As my school district was preparing for a building levy back in November
(which did pass, yeah!!), I talked to community members what they felt
the chances for a new building were. Most of them were enthusiastic,
saying that they were hearing a lot of positive talk on Facebook. But
when I pointed out that their friends on Facebook were more likely to be
supportive since they were about the same age and had around the same
aged kids, the enthusiasm waned. As we connect virtually with more an
more people, are we enhancing this echo chamber, where like minded
individuals pat each other on the back and agree with everything is
I try to follow people that may not agree with me or my ideas. While it
is important to have supporters, it is just as important to have someone
that pushes the boundaries. The trick is to be able to carry on a
constructive dialog without coming across preachy or to take things
personally. I’ve had heated discussions with others that instead of
debating the conflict, they let emotion take over.

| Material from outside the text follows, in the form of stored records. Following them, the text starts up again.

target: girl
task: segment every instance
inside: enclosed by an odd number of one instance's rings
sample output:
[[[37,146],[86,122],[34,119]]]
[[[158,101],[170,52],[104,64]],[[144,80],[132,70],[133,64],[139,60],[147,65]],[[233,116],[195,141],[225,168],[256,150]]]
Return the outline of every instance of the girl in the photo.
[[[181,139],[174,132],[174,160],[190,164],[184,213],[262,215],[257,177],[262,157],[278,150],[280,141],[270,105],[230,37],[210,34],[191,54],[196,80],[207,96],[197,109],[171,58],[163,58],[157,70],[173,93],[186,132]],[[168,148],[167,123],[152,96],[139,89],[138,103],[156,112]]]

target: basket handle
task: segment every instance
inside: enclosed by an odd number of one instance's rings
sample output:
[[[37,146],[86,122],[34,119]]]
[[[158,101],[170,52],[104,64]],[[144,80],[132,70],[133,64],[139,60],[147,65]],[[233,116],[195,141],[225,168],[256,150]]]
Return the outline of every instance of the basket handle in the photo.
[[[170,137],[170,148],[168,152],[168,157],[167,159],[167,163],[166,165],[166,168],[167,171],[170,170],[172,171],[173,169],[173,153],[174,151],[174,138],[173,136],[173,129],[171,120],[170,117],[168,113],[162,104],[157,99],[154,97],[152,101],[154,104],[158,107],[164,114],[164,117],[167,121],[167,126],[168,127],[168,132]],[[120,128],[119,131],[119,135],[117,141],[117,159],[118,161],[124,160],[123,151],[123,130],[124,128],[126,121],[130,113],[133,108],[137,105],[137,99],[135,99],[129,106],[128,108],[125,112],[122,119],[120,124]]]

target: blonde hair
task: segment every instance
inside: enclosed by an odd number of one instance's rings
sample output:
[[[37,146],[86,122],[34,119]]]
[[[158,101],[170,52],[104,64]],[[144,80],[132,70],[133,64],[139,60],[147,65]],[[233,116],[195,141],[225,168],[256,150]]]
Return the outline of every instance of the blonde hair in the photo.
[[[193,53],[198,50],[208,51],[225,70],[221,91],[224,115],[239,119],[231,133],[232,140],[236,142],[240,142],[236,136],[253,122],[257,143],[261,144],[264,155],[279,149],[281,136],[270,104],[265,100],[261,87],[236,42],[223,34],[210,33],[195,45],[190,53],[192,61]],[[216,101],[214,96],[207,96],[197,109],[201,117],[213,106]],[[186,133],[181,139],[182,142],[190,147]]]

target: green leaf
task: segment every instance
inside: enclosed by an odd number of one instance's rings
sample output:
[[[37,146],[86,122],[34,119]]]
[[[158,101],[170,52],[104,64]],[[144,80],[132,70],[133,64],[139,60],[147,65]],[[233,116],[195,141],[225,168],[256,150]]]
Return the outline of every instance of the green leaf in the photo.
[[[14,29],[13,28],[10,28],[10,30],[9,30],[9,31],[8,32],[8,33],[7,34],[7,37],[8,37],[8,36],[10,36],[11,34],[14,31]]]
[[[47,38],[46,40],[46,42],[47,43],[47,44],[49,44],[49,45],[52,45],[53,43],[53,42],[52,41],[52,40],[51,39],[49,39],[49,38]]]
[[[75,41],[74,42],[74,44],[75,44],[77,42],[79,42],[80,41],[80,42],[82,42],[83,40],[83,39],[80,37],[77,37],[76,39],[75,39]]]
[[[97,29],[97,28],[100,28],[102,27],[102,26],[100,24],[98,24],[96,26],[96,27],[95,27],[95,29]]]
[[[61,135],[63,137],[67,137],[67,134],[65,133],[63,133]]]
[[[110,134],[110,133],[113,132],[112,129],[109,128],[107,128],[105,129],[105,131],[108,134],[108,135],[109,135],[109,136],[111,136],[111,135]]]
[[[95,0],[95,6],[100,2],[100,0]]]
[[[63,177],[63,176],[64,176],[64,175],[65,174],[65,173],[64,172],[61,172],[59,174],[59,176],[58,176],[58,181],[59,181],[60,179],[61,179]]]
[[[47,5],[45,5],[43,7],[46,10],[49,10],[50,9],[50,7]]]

When a conversation
becomes a personal attack, it is then time to take a step back and
revisit the discussion at a later date.
Compromise seems to be a lost art in the present. The congressional
Super Committee failure to come to a decision exemplifies this. We
cannot afford to not discuss rationally, accepting compromises when
needed, in the education of our students.
Diversity is the spice of life. Your personal learning network should
contain individuals that have all different viewpoints. You’ll learn
just as much from them as from those you agree with.